# Windshield washer pump problem



## 66RED (Dec 21, 2021)

66 GTO windshield washer pumps fluid as soon as the wipers are turned on. New 2 speed wiper motor and pump just installed. The wiper blades also go down about 1 inch before they go up. How do you correct each problem?


----------



## GTOJUNIOR (Aug 7, 2011)

I had an issue once where my pump got stuck in the on position and it turned out to be stuck contacts, primarily from long-term non-use.
I cleaned the contacts with elect spray cleaner and all was good. I know you said this is a new unit but anything is possible.
As far as the arms, did you make sure they were seated/parked before removing the wiper motor? 
It may just be a clocking issue where the transmission (linkage) needs to be reset once the arms are in the fully parked position.


----------



## 66RED (Dec 21, 2021)

I will look into the possible contact problem. For the arm problem this is the procedure I did. I installed the motor and pump, electrically hooked them up and turned the switch to low, high and back to off. The motor parked correctly. I repeated the switch process and the motor parked correctly again. I tried to attach the arms but there was no easy way to get the nut on the motor. I have a shut off on the battery so I started the motor and disconnected the battery at a more convenient position to get the nut on. Once accomplished I reconnected the battery, turned the wiper switch to the off position and the wiper motor parked. I repeated the switch to the low position then back to off and the motor parked in the same place again. I put the wiper blades on and the condition I asked about now exists.I hooked up the washer pump water lines and it pumps fluid every time you turn on the wipers.


----------



## 57chevyeddie (7 mo ago)

hi 66RED. I replaced a bad 2speed wiper with washer with a new unit. It will pump the washer cycle and even keep pumping once the cycle is complete. When I disconnected the plug coming from the switch it will still squirt enough to get on the windshield. I can tell the action of the cam that rotates with the wiper motor is moving the pump linkage just enough to make it pump.
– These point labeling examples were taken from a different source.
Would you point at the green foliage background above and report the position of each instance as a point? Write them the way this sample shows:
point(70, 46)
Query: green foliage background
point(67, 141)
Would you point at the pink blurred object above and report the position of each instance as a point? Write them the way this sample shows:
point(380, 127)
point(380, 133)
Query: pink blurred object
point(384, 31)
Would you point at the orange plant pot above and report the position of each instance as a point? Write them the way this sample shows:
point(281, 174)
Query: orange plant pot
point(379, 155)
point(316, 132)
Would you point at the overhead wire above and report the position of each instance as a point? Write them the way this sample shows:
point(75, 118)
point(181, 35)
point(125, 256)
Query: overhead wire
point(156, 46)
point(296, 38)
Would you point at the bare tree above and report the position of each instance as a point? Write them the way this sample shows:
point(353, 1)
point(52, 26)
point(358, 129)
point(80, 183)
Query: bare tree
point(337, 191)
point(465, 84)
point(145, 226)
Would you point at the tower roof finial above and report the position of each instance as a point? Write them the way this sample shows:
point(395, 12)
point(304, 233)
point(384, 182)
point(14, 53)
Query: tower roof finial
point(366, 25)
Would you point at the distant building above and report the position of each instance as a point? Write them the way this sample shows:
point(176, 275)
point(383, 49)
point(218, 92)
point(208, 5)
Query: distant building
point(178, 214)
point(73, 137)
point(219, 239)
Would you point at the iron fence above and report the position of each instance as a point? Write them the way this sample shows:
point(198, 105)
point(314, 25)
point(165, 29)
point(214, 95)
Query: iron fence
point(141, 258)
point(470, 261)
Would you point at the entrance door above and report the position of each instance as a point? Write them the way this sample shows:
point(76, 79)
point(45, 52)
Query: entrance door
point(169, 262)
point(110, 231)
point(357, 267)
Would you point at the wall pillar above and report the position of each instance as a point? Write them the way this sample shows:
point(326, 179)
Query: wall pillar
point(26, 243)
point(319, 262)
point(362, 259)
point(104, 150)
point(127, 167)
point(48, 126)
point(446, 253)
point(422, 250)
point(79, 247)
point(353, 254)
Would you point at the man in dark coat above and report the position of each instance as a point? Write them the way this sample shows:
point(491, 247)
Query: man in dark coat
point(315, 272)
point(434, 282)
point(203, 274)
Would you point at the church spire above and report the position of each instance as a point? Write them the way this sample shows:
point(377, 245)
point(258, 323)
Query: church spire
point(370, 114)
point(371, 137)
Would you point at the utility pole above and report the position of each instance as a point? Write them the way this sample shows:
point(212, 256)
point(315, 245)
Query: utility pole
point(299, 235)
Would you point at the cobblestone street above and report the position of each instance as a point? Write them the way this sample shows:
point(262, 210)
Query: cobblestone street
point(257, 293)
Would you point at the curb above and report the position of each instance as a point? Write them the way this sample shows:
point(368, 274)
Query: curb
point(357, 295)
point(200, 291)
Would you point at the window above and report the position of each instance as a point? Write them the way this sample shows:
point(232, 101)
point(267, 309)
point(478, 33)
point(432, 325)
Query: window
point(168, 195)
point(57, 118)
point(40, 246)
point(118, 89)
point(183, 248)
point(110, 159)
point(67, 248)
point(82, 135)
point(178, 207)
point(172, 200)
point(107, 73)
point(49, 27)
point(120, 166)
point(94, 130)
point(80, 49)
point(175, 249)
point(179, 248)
I wonder why the linkage is not clearing the mechanical mechanism. It’s not a OEM replacement pump but rather a reproduction part. The unit works great other that. Slow, Fast, park and wash. It’s just that the washer want to pump even when not commanded to. It’s frustrating after a complete and total rewire of this nice 1964 GTO Convertible to be left with a factory defected part. I could box it all up and send it all back if I thought I would get a unit that works right. Two pumps later I’m still scratching my head trying to decide my most simple approach. I think I should file the pump mounting holes to allow more clearance on the lobes of the star wheel. This might allow the moveable part of the pump to clear the pump actuator bar which will prevent the unwanted pumping action. Can anybody shed some light on the best way to correct this issue? I hope I’m in the correct forum. If not please direct me to the correct one. I just want it to work right when my customer comes to pick it up. I’m certain that it’s not ROCKET SCIENCE. It had to work right at one time. What am I missing here?


----------